The process map is a great way to see which activities each happy path has in common. In this article, we discovered a methodology for analyzing process data, consisting of three stages: extraction, processing and analysis. There are the specific elements of process data which are required for analysis.
process_map(patients) # draw the process map
Resource activity matrix The nest step is to look at the activities. In the resource activity matrix we put different resources on one dimention and the activities on the other dimension. In the following example, we will look at the employees working in a hospital which are treating patients with Sepsis, a life-threatening condition caused by an infection. Treating these patients is of the utmost importance. Let’s see how tasks are divided.
# Calculate frequency of resources frequencies_of_resources <- resource_frequency(sepsis, level = "resource-activity") # See the result as a plot # plot(frequencies_of_resources)
In the plot above, we can see which resources executed which activities, and how often. Resources F,G,I,M and O have the same task; they are responsible for the activity Admission NC. Momreover, the most common combination was Resource B performing the Leucocytes activity. Let’s see what this information tells us about the employees of the hospital. Another thing that can be measured is their involvement. Involvement refers to the number of cases a resource works on, irrespective of his/her total workload.
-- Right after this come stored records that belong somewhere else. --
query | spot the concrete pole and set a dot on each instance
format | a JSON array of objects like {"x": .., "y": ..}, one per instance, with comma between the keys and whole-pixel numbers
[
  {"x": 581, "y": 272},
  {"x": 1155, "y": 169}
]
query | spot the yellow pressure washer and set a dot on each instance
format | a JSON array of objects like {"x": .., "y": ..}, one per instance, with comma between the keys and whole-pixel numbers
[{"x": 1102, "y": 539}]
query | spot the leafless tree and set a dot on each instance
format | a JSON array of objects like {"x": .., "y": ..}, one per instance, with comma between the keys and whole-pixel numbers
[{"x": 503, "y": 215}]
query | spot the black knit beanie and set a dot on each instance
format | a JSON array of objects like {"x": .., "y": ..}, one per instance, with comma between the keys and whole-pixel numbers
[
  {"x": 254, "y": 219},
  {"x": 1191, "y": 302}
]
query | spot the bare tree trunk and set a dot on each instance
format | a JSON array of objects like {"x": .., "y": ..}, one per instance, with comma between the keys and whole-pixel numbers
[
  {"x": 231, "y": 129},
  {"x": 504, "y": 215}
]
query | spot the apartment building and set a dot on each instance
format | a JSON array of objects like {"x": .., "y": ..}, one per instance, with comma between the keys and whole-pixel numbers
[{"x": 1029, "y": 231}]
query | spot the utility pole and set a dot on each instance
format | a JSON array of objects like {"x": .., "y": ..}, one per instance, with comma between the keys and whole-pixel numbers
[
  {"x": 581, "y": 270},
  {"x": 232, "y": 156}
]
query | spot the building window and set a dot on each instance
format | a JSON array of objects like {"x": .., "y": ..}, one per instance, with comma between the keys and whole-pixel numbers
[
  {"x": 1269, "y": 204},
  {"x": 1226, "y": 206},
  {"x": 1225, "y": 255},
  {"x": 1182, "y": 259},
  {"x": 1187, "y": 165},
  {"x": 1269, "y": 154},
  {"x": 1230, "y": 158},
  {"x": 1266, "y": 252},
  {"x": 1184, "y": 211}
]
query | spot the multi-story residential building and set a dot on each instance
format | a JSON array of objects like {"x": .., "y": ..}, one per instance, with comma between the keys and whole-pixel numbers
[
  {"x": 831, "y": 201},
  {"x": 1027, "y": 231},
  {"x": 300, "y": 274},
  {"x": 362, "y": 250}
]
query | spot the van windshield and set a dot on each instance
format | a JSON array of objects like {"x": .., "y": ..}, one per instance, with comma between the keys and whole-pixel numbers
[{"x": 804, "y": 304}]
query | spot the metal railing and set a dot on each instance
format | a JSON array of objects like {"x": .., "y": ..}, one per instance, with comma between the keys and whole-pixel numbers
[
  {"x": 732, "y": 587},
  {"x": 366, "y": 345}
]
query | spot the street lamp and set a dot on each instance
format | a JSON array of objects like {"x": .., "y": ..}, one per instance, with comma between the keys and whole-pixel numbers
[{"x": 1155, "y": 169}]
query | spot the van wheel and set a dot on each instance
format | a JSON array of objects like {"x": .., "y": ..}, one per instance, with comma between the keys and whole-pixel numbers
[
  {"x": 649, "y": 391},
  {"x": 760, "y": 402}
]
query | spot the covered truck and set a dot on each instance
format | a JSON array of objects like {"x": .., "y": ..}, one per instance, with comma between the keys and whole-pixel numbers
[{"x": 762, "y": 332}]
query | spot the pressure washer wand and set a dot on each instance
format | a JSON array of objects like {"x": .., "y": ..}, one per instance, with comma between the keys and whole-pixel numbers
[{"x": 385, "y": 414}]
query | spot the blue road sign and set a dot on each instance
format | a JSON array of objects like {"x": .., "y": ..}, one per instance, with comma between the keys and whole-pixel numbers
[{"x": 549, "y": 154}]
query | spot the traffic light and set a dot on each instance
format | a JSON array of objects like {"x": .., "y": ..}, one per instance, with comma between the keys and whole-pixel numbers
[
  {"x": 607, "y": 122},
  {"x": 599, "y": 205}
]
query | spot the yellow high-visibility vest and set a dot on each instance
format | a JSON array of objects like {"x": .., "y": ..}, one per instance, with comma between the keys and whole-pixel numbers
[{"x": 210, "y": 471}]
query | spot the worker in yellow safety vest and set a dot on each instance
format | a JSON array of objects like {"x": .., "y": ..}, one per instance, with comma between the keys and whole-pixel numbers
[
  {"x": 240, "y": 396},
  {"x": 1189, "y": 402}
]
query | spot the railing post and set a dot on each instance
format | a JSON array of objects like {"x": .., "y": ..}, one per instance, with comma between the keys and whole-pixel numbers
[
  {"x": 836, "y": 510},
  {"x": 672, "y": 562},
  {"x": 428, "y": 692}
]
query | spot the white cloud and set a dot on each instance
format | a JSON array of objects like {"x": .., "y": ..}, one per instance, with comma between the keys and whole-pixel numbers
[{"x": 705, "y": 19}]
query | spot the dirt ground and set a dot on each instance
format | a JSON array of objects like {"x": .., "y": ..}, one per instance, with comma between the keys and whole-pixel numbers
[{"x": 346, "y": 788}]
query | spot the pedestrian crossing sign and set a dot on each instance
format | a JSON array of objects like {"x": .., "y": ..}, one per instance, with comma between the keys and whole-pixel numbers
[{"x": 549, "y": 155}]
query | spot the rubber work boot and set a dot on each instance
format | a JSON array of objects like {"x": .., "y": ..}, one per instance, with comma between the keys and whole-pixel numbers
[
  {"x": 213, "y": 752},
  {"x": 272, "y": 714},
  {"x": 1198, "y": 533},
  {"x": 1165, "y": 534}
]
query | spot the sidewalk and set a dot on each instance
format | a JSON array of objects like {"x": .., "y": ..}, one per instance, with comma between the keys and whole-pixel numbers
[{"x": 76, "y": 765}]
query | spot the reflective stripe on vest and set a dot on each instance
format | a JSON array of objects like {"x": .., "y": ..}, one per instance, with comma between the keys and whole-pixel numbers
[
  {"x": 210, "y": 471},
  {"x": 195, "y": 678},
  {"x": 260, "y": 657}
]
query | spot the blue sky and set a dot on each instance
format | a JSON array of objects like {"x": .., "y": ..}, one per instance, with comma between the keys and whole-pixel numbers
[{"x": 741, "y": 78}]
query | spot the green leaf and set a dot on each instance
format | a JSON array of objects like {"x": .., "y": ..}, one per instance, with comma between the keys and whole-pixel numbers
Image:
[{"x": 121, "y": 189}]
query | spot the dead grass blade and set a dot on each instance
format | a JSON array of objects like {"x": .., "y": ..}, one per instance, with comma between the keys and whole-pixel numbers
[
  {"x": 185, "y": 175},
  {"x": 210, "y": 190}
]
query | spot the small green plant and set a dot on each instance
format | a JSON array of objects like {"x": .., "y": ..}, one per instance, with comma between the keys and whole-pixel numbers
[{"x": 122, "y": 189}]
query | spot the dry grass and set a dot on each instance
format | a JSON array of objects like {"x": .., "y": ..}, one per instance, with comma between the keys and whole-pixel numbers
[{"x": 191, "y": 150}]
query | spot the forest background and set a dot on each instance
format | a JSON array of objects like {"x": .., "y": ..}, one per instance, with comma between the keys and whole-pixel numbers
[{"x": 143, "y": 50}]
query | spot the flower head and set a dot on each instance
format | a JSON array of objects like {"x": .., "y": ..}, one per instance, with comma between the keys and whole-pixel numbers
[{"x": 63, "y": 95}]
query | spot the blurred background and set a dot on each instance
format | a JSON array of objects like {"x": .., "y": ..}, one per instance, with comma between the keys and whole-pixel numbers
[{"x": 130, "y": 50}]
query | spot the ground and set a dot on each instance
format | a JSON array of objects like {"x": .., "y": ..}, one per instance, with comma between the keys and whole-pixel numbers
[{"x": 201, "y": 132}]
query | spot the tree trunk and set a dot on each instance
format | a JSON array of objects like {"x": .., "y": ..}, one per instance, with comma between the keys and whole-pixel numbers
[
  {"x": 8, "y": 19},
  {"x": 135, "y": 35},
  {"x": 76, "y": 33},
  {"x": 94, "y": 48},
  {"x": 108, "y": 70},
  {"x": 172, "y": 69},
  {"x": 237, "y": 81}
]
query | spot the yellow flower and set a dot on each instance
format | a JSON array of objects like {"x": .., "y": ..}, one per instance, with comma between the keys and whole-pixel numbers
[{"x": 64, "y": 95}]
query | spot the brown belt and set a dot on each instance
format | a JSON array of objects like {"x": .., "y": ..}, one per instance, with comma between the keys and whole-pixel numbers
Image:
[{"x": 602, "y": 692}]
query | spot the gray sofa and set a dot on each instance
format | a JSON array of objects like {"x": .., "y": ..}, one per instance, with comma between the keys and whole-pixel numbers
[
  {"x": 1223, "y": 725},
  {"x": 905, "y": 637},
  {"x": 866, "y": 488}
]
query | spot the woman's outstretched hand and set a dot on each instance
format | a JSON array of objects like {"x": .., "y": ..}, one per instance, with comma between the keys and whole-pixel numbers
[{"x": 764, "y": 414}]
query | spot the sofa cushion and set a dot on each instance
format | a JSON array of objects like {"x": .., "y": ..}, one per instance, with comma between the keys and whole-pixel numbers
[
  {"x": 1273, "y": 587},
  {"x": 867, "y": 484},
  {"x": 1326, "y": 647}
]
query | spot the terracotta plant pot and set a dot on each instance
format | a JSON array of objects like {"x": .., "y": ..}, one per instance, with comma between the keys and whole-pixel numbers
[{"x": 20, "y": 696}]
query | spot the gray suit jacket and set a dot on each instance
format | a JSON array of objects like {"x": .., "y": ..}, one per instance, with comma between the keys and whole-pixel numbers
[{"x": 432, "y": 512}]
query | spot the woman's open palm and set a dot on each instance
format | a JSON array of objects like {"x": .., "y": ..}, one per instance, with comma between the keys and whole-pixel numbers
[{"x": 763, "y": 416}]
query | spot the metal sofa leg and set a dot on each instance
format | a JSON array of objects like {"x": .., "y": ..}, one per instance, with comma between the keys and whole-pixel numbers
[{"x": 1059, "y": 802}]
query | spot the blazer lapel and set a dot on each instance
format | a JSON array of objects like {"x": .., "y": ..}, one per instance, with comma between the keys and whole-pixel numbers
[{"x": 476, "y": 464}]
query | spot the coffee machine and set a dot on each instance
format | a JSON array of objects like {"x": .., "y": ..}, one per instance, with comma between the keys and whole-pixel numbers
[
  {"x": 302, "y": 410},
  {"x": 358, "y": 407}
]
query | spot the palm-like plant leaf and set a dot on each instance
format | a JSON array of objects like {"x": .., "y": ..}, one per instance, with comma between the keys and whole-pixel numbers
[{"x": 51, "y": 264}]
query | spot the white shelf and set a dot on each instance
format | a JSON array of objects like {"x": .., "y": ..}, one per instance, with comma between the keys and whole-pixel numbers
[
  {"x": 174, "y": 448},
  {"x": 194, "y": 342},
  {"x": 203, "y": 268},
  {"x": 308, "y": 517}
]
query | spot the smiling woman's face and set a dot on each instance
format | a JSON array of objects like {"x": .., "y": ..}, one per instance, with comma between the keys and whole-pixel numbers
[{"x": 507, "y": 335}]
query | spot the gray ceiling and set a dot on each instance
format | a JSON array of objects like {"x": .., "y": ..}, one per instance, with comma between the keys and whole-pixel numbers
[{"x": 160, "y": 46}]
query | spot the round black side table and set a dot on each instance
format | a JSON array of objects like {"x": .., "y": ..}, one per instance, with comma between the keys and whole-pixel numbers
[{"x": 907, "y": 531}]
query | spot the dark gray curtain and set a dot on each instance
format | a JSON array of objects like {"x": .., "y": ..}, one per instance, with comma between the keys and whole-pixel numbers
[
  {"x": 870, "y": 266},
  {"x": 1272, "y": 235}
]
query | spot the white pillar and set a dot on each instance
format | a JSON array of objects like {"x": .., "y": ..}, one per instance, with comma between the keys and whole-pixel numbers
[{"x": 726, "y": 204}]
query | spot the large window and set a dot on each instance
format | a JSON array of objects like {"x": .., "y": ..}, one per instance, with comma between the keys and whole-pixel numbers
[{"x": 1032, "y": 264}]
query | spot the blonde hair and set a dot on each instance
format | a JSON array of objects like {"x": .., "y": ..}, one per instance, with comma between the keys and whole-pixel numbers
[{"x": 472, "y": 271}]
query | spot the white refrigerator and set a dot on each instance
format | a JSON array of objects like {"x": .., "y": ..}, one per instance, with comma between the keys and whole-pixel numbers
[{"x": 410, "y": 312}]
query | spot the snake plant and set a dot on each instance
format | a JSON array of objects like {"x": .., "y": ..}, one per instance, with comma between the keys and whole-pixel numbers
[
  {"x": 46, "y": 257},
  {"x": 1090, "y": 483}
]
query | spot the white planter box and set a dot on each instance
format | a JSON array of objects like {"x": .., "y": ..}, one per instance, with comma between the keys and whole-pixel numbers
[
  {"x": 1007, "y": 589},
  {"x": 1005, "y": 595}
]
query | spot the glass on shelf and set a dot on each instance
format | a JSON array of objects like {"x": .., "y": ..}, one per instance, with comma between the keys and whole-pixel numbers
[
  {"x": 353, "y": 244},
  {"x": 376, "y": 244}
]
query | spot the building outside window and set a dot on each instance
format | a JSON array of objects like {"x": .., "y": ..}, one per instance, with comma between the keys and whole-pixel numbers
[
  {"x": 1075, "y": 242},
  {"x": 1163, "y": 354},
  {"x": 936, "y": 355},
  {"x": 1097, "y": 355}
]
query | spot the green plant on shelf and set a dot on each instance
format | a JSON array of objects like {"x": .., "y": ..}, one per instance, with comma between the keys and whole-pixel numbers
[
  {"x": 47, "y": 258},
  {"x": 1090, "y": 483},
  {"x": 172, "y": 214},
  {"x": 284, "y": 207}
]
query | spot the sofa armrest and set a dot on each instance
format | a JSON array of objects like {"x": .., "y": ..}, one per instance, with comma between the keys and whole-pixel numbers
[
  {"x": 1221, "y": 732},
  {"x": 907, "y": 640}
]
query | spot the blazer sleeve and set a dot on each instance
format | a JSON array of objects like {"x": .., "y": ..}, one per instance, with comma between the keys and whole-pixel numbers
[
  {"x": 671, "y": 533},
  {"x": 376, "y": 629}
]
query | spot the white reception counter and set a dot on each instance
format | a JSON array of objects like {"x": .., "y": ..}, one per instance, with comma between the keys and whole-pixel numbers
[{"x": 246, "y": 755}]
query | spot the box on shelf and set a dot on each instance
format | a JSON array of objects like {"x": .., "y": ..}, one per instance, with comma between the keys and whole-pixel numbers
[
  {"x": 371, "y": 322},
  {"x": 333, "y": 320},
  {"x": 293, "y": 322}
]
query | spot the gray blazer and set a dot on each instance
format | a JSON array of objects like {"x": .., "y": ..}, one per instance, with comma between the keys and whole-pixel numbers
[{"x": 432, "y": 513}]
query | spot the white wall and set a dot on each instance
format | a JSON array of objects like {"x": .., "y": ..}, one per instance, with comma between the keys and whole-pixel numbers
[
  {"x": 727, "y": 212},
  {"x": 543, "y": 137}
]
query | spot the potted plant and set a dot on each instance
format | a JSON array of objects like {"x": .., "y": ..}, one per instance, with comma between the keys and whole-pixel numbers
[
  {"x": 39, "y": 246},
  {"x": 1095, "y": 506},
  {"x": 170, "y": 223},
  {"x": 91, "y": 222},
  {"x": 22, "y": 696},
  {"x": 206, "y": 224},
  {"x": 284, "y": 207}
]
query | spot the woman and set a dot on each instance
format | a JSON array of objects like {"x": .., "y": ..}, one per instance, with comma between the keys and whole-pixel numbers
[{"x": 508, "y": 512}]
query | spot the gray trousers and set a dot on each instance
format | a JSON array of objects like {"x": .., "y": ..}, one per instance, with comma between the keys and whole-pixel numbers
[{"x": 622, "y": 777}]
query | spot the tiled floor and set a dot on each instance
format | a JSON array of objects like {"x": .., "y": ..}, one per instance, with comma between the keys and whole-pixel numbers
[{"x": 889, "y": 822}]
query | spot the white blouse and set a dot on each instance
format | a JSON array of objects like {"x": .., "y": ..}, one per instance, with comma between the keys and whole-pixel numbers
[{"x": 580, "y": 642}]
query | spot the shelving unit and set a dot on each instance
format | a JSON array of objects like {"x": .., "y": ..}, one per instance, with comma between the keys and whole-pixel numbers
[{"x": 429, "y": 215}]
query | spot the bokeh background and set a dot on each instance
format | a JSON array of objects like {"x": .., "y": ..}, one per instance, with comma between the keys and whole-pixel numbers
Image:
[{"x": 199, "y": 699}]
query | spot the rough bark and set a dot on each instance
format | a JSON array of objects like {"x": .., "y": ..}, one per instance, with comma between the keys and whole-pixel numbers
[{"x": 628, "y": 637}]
# Calculate resource involvement involvement_of_resources <- resource_involvement(sepsis, level = "resource") # Show the result in a plot plot(involvement_of_resources)
Control Flow It refers to the different successiones of activities. Each case can be expressed as a sequence of activities. Each unique sequence is called a trace (or process variant). There are several ways to look at a trace in a process. On the one hand, we have metrics (enty and exit poin, lengh of cases, presence of activities, rework). On the other hand, we have various tools to look at control-flow patterns (process map, trace explorer, precedence matrix).
Rework When looking at the structure of a process, an interesting aspect to look at is rework. Rework happens when the same activity is repeated within a single case, which often points towards time and resources which are wasted, and typically a mistake which has to be rectified. We can distinguish between two different types of rework: immediate rework, we are also known as self-loops of activities, and rework which surfaces later in the process, which we call repetitions.
# Number of repetitions per activity n_reps_per_activity <- number_of_repetitions(sepsis, level = "activity") # See the result in a plot plot(n_reps_per_activity)
The CRP activity was repeated more than any other activity type, followed by Leucocytes and Admission NC.
Performance Analysis The performance process map is a special type of process map which does not show frequencies on the arcs and nodes, but duration, both of activities and the times between activities. Another specific technique related to time is the Dotted Chart. While the performance process map focusses n the duration of the activities, the dotted chart shows the ditribution of activities over time. The dotted chart is essentially a scaterplot of activity instances each occuring at a specific time (x-axis) and belong to a specific case (y-axis). Specific patterns can be observed.
The dotted chart above, shows the distribution of activities over time: it shows an activity that occurs in a specific time (x-axis), and belong to a specific case (y-axis). The dense sloped line of activities emerges because of the sorting, and shows that starting at 8am in the morning, there suddenly much more cases appearing compared to the night time. Furthermore, we see a set of vertical lines consisting of the same activity type, which is represented by the color of the points. This means that these activities always occur at regular intervals: 7am, 8am, 9am, 10am. After 10am, these lines fade away, although not comletely vanished.